Я сразу не понял смысл его слов, хотя все было просто. Для такого профессионала, как Эрнесто Эджитто, для уважаемого врача, всю жизнь отвергавшего мысль, что у человека может быть что-то еще, кроме механики тела и силы воли, сосредоточенной в мозгу, который и отдает телу приказы, диагноз мог быть только один: он видел, что Марианна все дни просиживала за письменным столом, поэтому, раз дело было не в прилежании, причина поражения таилась где-то в ее организме. Разве его девочка не была всю жизнь лучшей ученицей? Самой усидчивой, единственной, кто не совершает промахов? «Мне надо в школу!» — отвечала она Ворчунье. Что-то в ее организме разладилось — он выяснит что.
О том, что происходило в последующие месяцы в различных отделениях больницы, я знаю из косвенных источников, из отчетов, которые вслух делал Эрнесто, чтобы я слушал да мотал на ус, в редкие дни, когда мне давали увольнительную и я возвращался домой. Он перечислял анализы, которые заставлял сдавать Марианну, пересказывал содержание ее медицинской карты, становившейся день ото дня все толще, словно отец собирал экспериментальные данные для научной статьи или стремился привести мне реальные примеры того, про что я читал в учебниках. Марианна не вмешивалась в наши разговоры, не выражала своего мнения, ее словно не было. Порой она согласно кивала или ненадолго растягивала губы в холодной улыбке.
Для начала Эрнесто заставил ее сделать рентген головы. Несколько дней он объяснял нам достоинства и недостатки структуры черепа сестры. Сокращенный объем лобной части являлся наследственным (унаследовала она его, разумеется, по линии Нини) и мог свидетельствовать об отсутствии склонности к абстрактным логическим операциям. Хотя я был не согласен со столь примитивным объяснением в духе Ломброзо, явно противоречащим свойственному отцу стремлению к научной строгости, я был не в состоянии ему возразить.
Электрокардиограмма выявила небольшую экстрасистолу, и Эрнесто решил сделать еще одну ЭКГ — с нагрузкой.
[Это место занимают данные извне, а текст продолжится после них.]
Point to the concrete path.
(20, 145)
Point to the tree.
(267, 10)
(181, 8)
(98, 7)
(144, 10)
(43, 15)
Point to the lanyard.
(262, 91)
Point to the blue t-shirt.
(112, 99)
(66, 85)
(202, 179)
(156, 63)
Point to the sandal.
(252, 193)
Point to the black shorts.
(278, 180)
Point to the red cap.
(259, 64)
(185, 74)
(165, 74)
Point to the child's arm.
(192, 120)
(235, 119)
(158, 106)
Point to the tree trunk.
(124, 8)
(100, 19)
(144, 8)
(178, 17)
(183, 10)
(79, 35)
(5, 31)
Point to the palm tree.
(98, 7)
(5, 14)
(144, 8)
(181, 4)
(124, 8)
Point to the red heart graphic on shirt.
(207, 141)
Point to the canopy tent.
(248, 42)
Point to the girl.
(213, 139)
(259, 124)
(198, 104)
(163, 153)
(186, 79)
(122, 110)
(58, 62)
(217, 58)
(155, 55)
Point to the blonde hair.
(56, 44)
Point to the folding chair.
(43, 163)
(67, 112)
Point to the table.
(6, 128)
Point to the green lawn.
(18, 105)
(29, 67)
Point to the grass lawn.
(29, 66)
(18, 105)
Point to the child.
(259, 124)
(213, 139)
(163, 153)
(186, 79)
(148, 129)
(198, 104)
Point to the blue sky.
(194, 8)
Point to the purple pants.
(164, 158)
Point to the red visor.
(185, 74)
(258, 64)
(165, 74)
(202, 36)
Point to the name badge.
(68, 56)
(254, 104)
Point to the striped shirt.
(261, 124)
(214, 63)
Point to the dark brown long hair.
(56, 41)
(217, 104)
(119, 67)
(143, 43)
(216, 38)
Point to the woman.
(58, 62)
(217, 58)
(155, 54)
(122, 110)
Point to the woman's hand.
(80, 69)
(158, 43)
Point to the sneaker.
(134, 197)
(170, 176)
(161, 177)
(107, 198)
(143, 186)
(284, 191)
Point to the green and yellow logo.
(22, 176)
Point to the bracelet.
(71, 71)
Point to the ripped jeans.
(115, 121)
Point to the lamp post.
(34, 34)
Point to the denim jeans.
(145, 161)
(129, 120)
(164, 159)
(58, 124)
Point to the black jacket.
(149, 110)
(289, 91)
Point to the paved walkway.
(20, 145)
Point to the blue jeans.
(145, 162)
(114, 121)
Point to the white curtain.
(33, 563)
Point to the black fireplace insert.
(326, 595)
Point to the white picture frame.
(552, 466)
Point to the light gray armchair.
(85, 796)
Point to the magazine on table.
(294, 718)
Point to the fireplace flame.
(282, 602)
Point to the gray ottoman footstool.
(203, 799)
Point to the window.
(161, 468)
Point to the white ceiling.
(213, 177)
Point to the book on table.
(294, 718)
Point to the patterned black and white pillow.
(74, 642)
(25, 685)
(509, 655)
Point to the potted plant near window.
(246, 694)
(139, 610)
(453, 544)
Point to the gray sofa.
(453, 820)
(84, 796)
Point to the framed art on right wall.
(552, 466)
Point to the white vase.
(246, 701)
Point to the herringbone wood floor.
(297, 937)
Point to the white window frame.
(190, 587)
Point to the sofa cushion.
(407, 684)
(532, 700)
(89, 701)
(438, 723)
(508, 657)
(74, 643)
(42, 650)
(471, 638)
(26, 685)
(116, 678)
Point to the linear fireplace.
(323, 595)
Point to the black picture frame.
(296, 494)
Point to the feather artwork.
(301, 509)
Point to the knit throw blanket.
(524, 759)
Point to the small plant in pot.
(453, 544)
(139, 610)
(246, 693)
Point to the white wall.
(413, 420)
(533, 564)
Исключив нарушения в работе опорно-двигательного аппарата и системе кровообращения, он решил, что дело может быть в лимфатической системе — эта гипотеза была проработана до конца, но оказалась ошибочной. Анализы крови и мочи позволили исключить многие распространенные заболевания, хотя высокий уровень билирубина навел отца на мысль о серьезной патологии печени. Он обвинил Марианну в злоупотреблении алкоголем: это было настолько смешно (Марианна почти не пила), что даже Нини, внимательно следившая за ходом обследования, отмахнулась от этого предположения. Пришлось отцу довольствоваться тем, чтобы обнаружить у сестры синдром Жильбера — еще одну вероятную причину ее поражения (теперь это называлось так: ее поражение).